Аделаида чуть не открыла дверь, чтоб выпрыгнуть из машины на полном ходу.
«Ненормальный! Совсем дурак! Ну я вляпалась! Вот это позорище! Мама, моя собственная мама это слово вслух не может произнести, и мы между собой это называем „тра-ля-ля“, потому что это грязно и противно, а чужой мужик!.. Да как он смеет?! Ему самому не стыдно?!»
– Ты чего подскочила? Послушай, у меня в бардачке есть «Пенталгин» и «Баралгин». Он тебе снимет боль минут за десять-пятнадцать. Сама найди, а то тут дорога такая… Открой «бардачок»…
«Он – псих ненормальный! Разве я сказала, что у меня эти самые „месячные“?! Я не знаю, а он откуда знает?! Хотя, когда они у меня были в последний раз? В конце декабря, что ли, почти под Новый год? Тогда, может, и они».
– Я не знаю, что у меня… «Пенталгин» хорошо бы… – прошептала Аделаида.
– Как это «не знаю»?! – Голос оторвал взгляд от дороги и теперь в упор взглянул на неё. – Ты чего такая красная? Была бледная, теперь красная.
– «Не знаю» потому, что «они» приходят когда захотят. У меня были перед Новым годом… – Аделаиде было уже всё равно – говорить на «эту» тему, не говорить, чего уж там…
– Сегодня День Рождения Ленина! 22 апреля! Ты с ума сошла? Может ты… – Голос запнулся.
Она не поняла его настороженного взгляда:
– Не сошла. У меня всегда так – то через два месяца, то через три. Один раз пол года не было.
– Твоя мама об этом знает?
– Знает, наверное! Правда, я стараюсь ей никогда ничего не говорить!
– Почему?
Она не любит когда у меня «это». У неё выражение лица становится таким брезгливым, и такое ко мне отвращение, как если б я ей в тарелку с супом положила дохлую лягушку.

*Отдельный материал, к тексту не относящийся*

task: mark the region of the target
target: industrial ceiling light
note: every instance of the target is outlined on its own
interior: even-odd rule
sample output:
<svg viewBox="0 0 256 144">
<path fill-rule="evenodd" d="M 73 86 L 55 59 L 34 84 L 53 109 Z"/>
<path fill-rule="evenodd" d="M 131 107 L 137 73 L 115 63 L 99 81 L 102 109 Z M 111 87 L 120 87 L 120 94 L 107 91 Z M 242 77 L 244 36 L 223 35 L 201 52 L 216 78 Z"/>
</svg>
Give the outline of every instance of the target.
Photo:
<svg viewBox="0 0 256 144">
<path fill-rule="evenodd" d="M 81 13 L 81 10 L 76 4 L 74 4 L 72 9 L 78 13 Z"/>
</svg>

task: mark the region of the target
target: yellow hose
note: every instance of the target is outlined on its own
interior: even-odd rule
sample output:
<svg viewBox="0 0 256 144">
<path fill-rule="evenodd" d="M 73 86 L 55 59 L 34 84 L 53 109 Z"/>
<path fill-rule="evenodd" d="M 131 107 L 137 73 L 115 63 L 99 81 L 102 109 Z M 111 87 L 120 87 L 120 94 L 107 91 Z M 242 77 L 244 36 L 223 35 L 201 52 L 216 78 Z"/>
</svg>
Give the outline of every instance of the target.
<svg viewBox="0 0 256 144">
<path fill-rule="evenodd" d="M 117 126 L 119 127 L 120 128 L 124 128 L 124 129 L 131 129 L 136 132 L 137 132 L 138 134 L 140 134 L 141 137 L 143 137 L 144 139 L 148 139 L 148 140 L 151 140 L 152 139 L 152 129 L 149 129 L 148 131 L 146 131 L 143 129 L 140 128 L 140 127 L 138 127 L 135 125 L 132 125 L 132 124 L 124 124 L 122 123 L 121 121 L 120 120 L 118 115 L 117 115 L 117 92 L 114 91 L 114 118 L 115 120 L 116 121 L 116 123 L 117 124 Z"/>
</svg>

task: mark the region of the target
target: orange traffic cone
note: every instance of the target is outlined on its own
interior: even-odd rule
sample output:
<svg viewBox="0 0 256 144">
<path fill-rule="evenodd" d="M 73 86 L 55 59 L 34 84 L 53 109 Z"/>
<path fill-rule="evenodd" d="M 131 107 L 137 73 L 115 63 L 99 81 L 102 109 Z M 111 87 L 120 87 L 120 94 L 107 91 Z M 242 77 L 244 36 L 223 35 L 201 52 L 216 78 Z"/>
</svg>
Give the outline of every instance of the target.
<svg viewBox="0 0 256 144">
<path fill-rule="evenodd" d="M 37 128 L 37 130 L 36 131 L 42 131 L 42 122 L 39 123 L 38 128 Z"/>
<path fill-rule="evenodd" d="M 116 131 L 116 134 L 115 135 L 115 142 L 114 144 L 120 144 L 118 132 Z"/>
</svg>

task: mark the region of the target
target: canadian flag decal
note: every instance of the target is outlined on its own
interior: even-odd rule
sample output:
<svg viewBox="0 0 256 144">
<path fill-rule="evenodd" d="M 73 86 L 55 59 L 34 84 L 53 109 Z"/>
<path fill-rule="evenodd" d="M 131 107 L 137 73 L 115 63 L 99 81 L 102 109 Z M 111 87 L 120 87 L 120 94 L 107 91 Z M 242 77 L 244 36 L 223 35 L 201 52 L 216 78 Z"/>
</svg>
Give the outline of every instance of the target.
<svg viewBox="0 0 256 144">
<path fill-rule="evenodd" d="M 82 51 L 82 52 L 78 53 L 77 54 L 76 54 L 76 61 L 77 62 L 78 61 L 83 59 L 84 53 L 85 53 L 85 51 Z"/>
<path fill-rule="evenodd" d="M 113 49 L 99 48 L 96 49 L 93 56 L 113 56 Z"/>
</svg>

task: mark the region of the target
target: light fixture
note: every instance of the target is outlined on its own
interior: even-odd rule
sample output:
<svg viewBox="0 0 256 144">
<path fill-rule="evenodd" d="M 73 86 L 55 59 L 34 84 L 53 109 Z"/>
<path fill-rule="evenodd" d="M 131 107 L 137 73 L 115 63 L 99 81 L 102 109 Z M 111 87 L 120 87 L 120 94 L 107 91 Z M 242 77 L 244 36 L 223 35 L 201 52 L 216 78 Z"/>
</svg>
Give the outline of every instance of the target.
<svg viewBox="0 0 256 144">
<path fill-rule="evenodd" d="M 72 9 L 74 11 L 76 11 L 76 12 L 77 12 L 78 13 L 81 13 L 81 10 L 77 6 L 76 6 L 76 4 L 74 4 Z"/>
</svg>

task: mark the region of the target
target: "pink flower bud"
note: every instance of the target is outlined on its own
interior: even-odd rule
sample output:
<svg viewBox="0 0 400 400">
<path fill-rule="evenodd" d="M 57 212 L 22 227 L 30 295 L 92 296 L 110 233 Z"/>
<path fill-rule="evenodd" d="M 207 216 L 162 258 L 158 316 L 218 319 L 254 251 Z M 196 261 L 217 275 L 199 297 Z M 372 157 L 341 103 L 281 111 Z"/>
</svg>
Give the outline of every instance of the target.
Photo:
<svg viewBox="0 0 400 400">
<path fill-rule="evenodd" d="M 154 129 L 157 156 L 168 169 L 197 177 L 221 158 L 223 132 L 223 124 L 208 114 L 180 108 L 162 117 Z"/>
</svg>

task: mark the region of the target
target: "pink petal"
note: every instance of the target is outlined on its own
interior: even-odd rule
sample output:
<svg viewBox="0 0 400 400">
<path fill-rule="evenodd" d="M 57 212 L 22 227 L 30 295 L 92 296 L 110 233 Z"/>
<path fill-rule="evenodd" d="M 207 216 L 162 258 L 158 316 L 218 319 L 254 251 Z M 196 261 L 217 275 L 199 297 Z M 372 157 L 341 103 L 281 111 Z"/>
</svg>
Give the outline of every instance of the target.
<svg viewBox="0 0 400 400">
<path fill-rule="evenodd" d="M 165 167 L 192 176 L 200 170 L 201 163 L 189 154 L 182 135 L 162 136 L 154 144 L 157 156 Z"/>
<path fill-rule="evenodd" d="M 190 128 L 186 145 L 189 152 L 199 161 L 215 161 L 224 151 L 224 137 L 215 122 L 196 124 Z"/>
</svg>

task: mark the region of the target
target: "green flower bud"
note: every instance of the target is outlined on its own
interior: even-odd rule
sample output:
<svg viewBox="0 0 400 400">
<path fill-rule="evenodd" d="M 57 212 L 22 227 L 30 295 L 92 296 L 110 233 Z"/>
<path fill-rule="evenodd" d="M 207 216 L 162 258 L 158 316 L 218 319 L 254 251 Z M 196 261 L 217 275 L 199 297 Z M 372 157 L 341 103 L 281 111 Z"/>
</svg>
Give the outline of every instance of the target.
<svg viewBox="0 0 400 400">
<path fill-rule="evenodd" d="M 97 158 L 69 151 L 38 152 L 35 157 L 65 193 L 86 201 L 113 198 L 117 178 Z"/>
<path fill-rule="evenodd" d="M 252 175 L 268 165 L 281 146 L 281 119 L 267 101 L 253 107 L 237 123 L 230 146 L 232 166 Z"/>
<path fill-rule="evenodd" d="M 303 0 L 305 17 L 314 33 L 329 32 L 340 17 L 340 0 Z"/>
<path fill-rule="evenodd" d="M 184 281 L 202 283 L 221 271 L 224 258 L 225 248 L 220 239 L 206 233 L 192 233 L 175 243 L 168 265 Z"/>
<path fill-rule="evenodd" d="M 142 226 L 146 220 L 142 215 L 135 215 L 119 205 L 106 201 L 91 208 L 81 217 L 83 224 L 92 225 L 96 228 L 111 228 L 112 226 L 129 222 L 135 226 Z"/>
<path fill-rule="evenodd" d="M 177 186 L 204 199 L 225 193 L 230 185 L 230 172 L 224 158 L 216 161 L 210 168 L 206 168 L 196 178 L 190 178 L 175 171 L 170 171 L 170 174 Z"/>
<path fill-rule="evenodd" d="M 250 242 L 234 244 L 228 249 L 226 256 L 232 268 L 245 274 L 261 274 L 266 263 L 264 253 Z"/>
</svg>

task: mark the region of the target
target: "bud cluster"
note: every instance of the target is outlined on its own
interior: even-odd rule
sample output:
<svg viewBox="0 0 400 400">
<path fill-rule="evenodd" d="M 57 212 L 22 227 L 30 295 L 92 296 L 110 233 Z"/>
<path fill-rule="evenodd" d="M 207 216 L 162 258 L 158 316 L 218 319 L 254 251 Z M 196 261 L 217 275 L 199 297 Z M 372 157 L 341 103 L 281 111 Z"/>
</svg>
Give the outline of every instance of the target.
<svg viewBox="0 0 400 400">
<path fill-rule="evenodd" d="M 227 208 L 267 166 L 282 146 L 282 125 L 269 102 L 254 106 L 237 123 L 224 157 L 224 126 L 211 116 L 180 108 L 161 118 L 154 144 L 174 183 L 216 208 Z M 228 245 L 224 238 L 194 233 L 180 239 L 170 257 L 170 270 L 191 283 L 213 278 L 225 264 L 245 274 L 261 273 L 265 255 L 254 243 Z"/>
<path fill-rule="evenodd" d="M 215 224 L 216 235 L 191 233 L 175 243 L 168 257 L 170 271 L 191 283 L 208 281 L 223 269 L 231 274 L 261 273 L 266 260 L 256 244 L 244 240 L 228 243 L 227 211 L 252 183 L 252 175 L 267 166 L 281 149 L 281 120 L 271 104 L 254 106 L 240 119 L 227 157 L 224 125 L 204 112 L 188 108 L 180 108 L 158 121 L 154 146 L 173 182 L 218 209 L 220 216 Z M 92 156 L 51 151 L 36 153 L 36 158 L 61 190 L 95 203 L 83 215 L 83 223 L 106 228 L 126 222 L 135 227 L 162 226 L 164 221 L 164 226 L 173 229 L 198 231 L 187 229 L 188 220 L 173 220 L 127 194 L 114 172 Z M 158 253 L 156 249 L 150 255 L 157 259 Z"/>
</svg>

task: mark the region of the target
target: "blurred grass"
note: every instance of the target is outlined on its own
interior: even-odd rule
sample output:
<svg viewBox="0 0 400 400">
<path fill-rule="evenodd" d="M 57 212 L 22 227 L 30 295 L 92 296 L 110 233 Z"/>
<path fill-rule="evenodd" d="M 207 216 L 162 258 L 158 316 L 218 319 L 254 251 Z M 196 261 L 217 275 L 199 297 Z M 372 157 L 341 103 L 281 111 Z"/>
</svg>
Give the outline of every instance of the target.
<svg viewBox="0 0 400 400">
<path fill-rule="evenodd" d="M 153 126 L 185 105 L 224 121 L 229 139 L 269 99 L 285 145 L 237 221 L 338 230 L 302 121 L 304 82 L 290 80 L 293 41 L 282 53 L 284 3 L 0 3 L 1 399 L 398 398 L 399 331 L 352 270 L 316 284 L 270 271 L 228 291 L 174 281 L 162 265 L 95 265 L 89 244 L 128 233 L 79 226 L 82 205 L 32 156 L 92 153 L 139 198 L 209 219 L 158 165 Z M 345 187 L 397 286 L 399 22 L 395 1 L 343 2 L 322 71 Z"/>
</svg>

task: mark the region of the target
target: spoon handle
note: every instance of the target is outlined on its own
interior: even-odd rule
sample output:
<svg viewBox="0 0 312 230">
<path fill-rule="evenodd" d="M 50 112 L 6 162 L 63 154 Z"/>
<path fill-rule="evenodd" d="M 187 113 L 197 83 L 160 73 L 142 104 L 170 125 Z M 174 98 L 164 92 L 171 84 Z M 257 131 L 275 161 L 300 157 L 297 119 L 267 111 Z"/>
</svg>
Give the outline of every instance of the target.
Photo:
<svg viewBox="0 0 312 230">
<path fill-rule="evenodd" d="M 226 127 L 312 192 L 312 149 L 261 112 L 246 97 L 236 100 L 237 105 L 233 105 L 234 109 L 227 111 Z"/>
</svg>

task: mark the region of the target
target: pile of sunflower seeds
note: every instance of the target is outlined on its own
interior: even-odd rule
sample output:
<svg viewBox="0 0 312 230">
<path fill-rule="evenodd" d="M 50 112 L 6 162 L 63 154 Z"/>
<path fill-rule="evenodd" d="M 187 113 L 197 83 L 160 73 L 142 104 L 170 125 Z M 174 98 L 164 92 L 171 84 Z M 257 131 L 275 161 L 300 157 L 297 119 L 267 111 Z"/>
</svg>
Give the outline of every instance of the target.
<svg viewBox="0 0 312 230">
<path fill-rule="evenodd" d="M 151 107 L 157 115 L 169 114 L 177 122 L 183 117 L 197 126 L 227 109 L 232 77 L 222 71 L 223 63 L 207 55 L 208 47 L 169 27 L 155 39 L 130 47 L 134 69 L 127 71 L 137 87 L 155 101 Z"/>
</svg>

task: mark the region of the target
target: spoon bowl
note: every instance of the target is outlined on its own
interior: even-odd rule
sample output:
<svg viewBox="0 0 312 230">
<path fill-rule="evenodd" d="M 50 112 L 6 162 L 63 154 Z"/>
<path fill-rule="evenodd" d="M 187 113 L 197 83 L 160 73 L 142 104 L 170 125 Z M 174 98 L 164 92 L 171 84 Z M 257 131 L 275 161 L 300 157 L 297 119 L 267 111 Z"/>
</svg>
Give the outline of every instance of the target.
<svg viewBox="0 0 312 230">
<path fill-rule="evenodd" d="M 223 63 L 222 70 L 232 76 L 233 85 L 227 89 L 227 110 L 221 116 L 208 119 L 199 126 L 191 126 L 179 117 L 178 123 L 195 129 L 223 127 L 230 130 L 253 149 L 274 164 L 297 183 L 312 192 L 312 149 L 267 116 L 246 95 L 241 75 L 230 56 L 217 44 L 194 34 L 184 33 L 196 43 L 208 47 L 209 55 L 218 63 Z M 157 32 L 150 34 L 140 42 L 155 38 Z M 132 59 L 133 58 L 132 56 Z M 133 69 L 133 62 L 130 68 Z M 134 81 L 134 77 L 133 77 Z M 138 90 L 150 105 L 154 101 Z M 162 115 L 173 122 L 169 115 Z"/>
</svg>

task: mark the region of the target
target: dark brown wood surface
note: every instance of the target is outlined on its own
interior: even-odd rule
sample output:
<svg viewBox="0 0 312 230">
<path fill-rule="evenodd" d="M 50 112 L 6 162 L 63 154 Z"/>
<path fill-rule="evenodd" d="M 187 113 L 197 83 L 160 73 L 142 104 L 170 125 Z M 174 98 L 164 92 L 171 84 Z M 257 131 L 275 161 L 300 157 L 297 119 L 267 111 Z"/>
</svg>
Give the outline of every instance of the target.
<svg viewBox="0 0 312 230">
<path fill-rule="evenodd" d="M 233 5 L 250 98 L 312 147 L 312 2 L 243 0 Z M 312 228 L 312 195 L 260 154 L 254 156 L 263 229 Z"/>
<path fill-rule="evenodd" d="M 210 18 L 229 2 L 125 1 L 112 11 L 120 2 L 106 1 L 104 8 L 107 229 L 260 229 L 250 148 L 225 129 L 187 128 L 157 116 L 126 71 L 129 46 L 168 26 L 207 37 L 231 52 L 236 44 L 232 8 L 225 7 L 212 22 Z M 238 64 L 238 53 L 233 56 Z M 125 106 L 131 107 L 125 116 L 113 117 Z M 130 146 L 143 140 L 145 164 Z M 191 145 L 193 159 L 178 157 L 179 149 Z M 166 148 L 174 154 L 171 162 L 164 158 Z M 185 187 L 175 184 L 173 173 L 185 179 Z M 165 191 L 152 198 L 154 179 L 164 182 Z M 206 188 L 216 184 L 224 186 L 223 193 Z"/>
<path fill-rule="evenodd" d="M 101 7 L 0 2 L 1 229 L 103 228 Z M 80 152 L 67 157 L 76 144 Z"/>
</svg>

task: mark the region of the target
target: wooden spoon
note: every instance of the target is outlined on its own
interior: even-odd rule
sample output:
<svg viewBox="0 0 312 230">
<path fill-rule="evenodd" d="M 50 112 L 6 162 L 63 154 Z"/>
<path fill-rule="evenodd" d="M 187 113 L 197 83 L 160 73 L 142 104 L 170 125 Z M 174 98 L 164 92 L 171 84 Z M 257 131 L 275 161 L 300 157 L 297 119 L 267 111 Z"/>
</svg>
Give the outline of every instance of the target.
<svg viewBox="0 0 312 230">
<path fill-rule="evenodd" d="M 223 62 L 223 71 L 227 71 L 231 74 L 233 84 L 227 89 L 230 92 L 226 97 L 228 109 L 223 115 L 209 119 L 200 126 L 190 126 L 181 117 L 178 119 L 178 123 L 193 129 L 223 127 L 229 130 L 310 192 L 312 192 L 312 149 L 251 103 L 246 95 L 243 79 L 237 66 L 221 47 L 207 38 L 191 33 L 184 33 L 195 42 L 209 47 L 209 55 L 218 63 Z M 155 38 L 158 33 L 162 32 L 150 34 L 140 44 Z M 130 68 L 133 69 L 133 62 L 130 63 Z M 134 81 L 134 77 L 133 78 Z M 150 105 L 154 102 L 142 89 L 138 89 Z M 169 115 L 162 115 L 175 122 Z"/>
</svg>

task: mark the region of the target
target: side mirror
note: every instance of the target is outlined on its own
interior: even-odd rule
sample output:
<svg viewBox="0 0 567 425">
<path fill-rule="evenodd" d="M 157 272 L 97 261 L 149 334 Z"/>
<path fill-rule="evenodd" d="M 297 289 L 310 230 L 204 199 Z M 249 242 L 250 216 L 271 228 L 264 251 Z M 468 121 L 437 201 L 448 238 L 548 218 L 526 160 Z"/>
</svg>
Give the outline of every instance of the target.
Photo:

– С тобой не соскучишься! Вот мы и заговорили как нормальные люди. Бери «Баралгин», или что ты там выбрала, открытая бутылка нарзана с твоей стороны стоит.
Минут десять они ехали молча. Всё прошло. Как будто кто-то неведомый смилостивился и снял со всего тела железные, смертельно давившие тиски. Можно было даже возвращаться обратно.
– Тебе не холодно? – Голос, принявший совершенно ясные очертания, продолжал оставаться Голосом. Он успокаивал, завораживал, почти гипнотизировал. Он был похож на чёрный, переливающийся серебром бархат, или очень дорогой мех.
– Теперь, когда глотаю, горло щиплет.
– Ты, наверное, простыла. Возьми шарф на заднем сиденье. Я специально оставил окно открытым, чтоб тебе в лицо дуло. Сейчас закручу… шарф на шею намотай, тебе сказал!
– Да не надо ничего! Скоро ведь доедем!
– Тебе лень обернуться? Когда доедем, тогда снимешь, если захочешь.
Он, не обернувшись, нащупал на заднем сиденье то, что искал.
– На, прикручивай.
Аделаида взяла у него из рук белый вязаный шарф и закопалась в него по самые глаза. Шарф пах так странно, что у ней снова закружилась голова.